Sample Pitch: American Panda by Gloria Chao

Below is Gloria’s winning pitch of AMERICAN PANDA from Pitchapalooza 2015. You can read more about her experience at the event here.

Original Pitch:

Mei’s refusal to stick herself with needles makes her the crazy one in her traditional Taiwanese family. She tries to be the obedient daughter, but her mother’s comments about Mei’s expiring ovaries and unladylike eating habits are harder to stomach than fermented tofu. Good thing her parents don’t understand sarcasm.

Despite her mumbled comebacks, Mei’s life is on her parents’ predetermined track: she’s a senior at MIT, her medical school applications are in (even though she’s germophobic), and she no longer speaks to her brother, who her parents disowned for dating a reproductively-challenged woman. Ahem, ex-brother.

Thanks to a mysterious rash, Mei meets Dr. Tina Chang—the awkward, perpetually hunched, future version of herself. Tina’s unhappiness in her career and willingness to shun her homosexual brother “for the ancestors” make Mei question who she is.

The more she finds herself, the further she moves from her parents’ traditions. Rejecting all the sons of her mom’s friends, she pursues her crush even though he’s not a Taiwanese Ivy Leaguer. When she musters the courage to tell her parents she’s not sure about medical school, they disown her, obviously—the only thing to do with a rogue child.

Mei faces a decision: sacrifice a piece of herself to repair her relationship with her parents or live the life she wants—but without family.

AMERICAN PANDA is MY BIG FAT GREEK WEDDING meets Amy Tan.

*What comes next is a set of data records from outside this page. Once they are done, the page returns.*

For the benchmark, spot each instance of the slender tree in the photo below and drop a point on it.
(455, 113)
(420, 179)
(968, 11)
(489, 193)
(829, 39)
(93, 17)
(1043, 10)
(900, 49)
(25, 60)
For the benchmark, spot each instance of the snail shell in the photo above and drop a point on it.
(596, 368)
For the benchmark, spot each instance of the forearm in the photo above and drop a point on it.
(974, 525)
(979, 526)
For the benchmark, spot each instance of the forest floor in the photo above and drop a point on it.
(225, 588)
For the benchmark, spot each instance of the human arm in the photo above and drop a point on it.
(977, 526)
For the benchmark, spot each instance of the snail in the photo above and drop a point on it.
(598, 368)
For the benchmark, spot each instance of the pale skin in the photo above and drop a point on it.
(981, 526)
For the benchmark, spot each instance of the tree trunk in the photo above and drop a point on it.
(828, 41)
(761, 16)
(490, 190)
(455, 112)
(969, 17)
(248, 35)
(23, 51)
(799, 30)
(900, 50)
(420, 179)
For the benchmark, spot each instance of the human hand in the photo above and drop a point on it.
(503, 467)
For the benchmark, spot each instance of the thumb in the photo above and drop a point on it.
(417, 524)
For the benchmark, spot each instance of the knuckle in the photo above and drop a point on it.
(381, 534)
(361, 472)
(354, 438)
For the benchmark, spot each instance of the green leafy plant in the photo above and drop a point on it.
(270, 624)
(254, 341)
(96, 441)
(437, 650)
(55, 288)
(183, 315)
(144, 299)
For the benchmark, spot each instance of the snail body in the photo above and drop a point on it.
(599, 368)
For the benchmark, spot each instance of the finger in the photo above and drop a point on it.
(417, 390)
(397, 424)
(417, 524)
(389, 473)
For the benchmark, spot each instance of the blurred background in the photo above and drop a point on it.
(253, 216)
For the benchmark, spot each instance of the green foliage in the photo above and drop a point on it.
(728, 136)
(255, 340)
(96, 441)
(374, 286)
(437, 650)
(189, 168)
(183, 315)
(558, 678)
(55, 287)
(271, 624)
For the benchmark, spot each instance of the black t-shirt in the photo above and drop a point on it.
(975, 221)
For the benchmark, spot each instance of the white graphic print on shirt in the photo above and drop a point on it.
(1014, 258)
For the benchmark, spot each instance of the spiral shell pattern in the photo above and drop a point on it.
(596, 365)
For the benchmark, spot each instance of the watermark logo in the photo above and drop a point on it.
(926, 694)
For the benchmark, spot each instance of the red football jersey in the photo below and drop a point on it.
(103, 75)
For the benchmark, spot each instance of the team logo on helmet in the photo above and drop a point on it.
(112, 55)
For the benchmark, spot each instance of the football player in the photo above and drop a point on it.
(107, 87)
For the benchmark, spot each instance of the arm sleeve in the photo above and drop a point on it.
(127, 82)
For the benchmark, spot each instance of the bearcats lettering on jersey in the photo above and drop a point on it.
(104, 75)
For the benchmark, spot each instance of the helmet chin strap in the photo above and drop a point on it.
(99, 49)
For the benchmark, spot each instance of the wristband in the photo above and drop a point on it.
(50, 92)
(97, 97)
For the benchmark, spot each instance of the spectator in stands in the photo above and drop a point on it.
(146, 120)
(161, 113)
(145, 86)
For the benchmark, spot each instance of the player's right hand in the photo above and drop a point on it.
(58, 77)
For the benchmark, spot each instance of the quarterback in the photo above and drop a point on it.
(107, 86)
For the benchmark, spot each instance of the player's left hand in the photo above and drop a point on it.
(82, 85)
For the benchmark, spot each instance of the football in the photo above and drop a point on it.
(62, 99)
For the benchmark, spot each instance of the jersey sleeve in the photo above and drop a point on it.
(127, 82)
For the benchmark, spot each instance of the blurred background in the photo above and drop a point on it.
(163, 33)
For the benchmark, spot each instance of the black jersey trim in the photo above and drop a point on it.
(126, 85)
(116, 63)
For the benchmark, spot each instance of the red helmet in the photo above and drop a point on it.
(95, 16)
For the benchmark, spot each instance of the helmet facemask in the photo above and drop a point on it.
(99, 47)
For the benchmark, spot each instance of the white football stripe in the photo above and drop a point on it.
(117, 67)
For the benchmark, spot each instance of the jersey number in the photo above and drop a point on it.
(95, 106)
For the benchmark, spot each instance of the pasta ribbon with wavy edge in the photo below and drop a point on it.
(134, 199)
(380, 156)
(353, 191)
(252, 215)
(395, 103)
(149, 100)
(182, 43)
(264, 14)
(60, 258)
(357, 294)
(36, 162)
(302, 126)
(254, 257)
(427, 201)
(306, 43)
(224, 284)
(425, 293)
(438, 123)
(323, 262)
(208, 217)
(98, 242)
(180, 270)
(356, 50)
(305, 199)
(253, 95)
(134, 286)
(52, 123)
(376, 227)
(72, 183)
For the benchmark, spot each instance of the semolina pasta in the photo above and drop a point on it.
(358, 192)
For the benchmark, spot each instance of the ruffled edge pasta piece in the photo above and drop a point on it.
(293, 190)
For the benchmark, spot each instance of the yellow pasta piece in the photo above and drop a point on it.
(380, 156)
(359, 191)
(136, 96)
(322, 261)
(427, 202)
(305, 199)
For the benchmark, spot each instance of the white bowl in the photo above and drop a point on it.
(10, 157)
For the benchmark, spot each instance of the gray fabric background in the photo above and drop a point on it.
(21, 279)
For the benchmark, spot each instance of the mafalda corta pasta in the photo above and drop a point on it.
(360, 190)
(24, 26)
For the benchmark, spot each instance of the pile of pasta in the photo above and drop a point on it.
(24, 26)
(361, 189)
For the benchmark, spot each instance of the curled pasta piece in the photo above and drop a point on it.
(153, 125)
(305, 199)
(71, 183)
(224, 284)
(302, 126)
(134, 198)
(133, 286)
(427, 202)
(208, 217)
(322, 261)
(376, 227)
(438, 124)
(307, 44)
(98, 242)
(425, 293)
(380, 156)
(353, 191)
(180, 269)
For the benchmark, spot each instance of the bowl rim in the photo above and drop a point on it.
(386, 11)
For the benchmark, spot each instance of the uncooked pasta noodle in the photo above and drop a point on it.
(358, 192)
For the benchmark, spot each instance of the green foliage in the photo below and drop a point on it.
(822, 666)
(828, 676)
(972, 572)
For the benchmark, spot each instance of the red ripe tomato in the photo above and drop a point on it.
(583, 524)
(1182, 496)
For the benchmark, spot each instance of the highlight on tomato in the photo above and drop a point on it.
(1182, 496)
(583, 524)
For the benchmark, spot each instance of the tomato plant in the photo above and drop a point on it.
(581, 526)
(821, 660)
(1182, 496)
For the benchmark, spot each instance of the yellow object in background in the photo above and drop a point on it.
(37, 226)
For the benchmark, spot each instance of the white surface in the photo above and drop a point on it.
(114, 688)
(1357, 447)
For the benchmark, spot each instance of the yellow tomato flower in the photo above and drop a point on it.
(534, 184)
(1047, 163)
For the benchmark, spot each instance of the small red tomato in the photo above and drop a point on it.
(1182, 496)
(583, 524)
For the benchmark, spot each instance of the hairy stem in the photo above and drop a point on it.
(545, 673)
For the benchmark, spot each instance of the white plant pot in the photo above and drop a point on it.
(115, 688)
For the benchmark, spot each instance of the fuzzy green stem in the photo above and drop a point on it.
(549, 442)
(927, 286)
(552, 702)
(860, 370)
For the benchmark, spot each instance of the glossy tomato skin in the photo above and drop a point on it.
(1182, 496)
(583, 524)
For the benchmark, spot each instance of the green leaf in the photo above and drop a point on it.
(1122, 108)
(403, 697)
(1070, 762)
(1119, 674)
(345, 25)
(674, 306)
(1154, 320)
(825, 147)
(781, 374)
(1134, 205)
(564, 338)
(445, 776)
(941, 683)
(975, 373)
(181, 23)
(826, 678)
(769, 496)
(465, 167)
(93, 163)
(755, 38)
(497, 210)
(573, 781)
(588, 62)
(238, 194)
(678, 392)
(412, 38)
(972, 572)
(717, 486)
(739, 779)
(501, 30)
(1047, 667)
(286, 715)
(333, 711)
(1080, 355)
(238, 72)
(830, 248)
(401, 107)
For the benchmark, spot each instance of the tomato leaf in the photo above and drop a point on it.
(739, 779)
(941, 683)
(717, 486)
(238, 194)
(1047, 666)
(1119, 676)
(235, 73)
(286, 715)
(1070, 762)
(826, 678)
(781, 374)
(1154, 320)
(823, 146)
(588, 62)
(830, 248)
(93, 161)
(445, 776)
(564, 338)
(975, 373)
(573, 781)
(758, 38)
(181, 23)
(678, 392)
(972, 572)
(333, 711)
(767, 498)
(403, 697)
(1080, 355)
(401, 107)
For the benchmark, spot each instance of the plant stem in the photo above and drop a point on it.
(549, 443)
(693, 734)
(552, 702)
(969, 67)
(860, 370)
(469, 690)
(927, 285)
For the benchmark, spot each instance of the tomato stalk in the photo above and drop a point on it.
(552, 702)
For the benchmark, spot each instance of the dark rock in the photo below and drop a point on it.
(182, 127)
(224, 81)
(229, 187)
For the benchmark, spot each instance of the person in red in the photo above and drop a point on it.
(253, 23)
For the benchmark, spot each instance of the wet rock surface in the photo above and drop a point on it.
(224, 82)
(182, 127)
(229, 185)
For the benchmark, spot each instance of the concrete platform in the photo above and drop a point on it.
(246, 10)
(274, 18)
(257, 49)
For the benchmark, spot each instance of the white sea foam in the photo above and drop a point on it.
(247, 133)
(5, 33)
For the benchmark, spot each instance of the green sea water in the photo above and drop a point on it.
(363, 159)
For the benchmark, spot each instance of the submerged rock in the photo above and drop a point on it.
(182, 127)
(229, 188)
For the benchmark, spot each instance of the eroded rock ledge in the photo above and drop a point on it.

AMERICAN PANDA is a 60,000 word, NA multicultural contemporary novel based on my experiences as a second-generation Taiwanese-American.

About Gloria:

I earned a bachelor’s degree from MIT and graduated magna cum laude from Tufts Dental—the perfect Taiwanese-American daughter. Except I wasn’t happy. To get through practicing dentistry, I wrote. It took years to gather the strength to push my dental career aside, against my parent’s wishes, to pursue writing full-time. Our relationship suffered, but my most recent novel, AMERICAN PANDA, strengthened our bond by forcing me to ask questions I never dared before. Now, my mother and I laugh about fermented tofu and setups with the perfect Taiwanese boy (though I think she still worries about my expiring ovaries).